– Você não se lembra, Heitor. – Do que, mãe? – Eu li um livro do Machado do Assis para você. Eu acho que você tinha uns quatro ou cinco anos. Você não se lembra? – Não lembro, não, mãe. Qual era o livro? – Um apólogo. – Como? – Um apólogo era o nome do livro. Chama-se apólogo porque no final a história tem uma moral e os personagens não são gente. O livro conta a história da briga da agulha com a linha para ver quem é a mais importante. – Eu nunca li nada de briga de agulha e linha! – Pois é, você disse no blog que nunca leu Machado de Assis, mas eu já li Machado para você. Vou procurar esse livro. Deve estar guardado no meio das suas bagunças. Ela encontrou: Um apólogo, de Machado de Assis, com ilustrações de Ana Raquel, publicado pela Editora DCL em 2003.
Assim que ela me deu o livro, eu sentei, abri e comecei a ler: “Era uma vez uma agulha, que disse a um novelo de linha: – Por que está você com esse ar, toda cheia de si, toda enrolada, para fingir que vale alguma coisa neste mundo? – Deixe-me, senhora. – Que a deixe? Que a deixe, por quê? Porque lhe digo que está com ar insuportável? Repito que sim, e falarei sempre que me der na cabeça. – Que cabeça, senhora? A senhora não é alfinete, é agulha. Agulha não tem cabeça. Que lhe importa o meu ar? Cada qual tem o ar que Deus lhe deu. Importe-se com a sua vida e deixe a dos outros.” E eu fui lendo até o final e vendo as ilustrações da Ana Raquel. Li um livro do Machado de Assis pela primeira vez! Ou não seria a primeira vez? Minha mãe leu pra mim! É legal. Mas é diferente.

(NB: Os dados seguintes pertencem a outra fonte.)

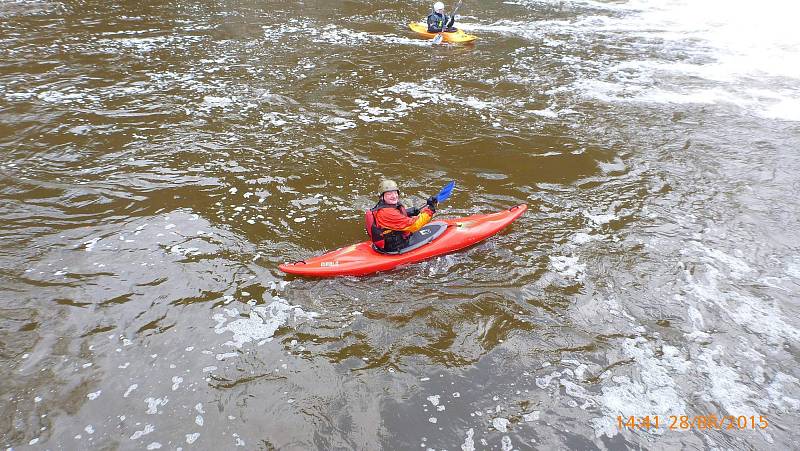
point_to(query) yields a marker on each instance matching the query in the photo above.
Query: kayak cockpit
(421, 237)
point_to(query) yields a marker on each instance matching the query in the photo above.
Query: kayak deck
(457, 36)
(361, 259)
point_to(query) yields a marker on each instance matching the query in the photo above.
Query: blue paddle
(440, 35)
(445, 192)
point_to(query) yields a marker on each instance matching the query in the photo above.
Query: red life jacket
(378, 234)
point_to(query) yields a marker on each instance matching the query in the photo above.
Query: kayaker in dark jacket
(389, 224)
(438, 21)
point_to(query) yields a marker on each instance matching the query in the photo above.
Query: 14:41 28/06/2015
(697, 422)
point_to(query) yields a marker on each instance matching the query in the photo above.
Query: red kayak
(436, 238)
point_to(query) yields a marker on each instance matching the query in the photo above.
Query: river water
(158, 160)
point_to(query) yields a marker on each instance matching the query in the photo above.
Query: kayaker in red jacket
(389, 224)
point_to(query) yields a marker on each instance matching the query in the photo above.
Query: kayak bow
(361, 259)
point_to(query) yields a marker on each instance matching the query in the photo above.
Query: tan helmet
(388, 185)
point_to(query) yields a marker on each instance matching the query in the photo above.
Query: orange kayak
(361, 259)
(457, 36)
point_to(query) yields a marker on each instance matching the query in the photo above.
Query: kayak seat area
(421, 237)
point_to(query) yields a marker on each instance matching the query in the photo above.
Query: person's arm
(392, 219)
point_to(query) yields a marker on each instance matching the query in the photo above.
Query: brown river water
(158, 160)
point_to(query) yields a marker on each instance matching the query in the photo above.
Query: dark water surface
(158, 160)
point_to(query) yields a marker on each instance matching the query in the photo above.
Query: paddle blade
(445, 192)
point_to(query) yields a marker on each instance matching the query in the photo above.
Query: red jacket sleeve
(392, 219)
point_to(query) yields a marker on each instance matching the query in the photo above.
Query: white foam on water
(748, 55)
(469, 444)
(793, 268)
(532, 416)
(130, 389)
(759, 316)
(148, 428)
(568, 266)
(176, 382)
(262, 322)
(333, 34)
(90, 244)
(654, 391)
(600, 218)
(153, 403)
(500, 424)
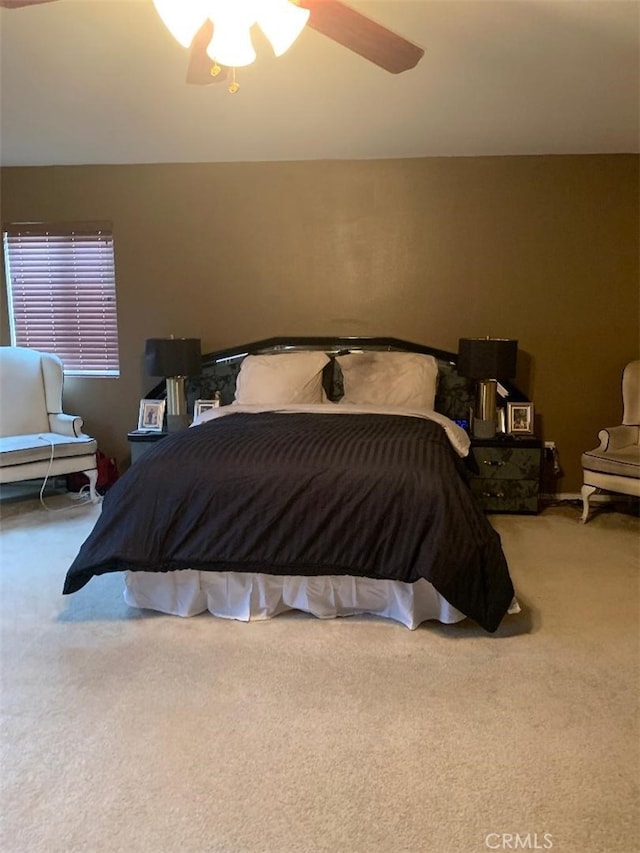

Eu não me lembro de minha mãe ter lido este livro para mim, mas eu me lembro muito bem, que minha mãe sempre lia para mim, e meu pai também. É uma das lembranças mais gostosas que eu tenho desse tempo. Era tão bom ouvir minha mãe e meu pai contando histórias. Às vezes eu pedia para eles pararem um pouco, para eu pode ver como estava escrita a história que eles me contavam, e também para admirar as ilustrações. Outras vezes eu pedia para eles voltarem para uma parte da história, pois eu não tinha entendido direito, ou ela era tão bonita, que eu queria ouvir de novo. Nos dias de frio era mais gostoso ainda. Ficávamos embaixo das cobertas horas, lendo histórias. Eu prestava bastante atenção na cara deles. Quando a história era engraçada eles abriam um sorriso e depois soltavam uma gargalhada.
E quando a história era triste, então. O sorriso se fechava e aos poucos suas caras iam mostrando um clima tristonho e melancólico. Eu lembro uma vez – não sei qual era a história, mas era bem triste – minha mãe engoliu seco, parecia querer evitar alguma coisa que estava para acontecer. Ela tentou segurar, mas não conseguiu. Minha mãe chorou! Algumas lágrimas caíram dos seus olhos. – Você está chorando, mamãe? – Essa história é emocionante demais, meu filho, ela respondeu ainda um pouco engasgada. Acho que foi nesse dia que eu descobri que não se chora só de dor.
Outra coisa que eu gostava de fazer nesse tempo era ficar olhando os meus pais lerem. Eles liam com tanto gosto. Até hoje eles gostam de ler e lêem bastante, mas naquele tempo eu observava mais essas coisas. Uma vez minha mãe estava lendo, com uma cara tão feliz, que eu perguntei a ela mais ou menos assim: O que aconteceu, mamãe, que te deixou desse jeito? Estou lendo um livro maravilhoso, meu filho! Acho que é por tudo isso, que hoje eu gosto de ler. E também por que ler é muito gostoso!
A Mariana colocou um comentário no outro post dizendo que gostou tanto do livro Kafka e a boneca viajante que vai ler para a filha e para a sobrinha de cinco anos. Leia, sim, Mariana, pois muitas coisas gostosas podem acontecer.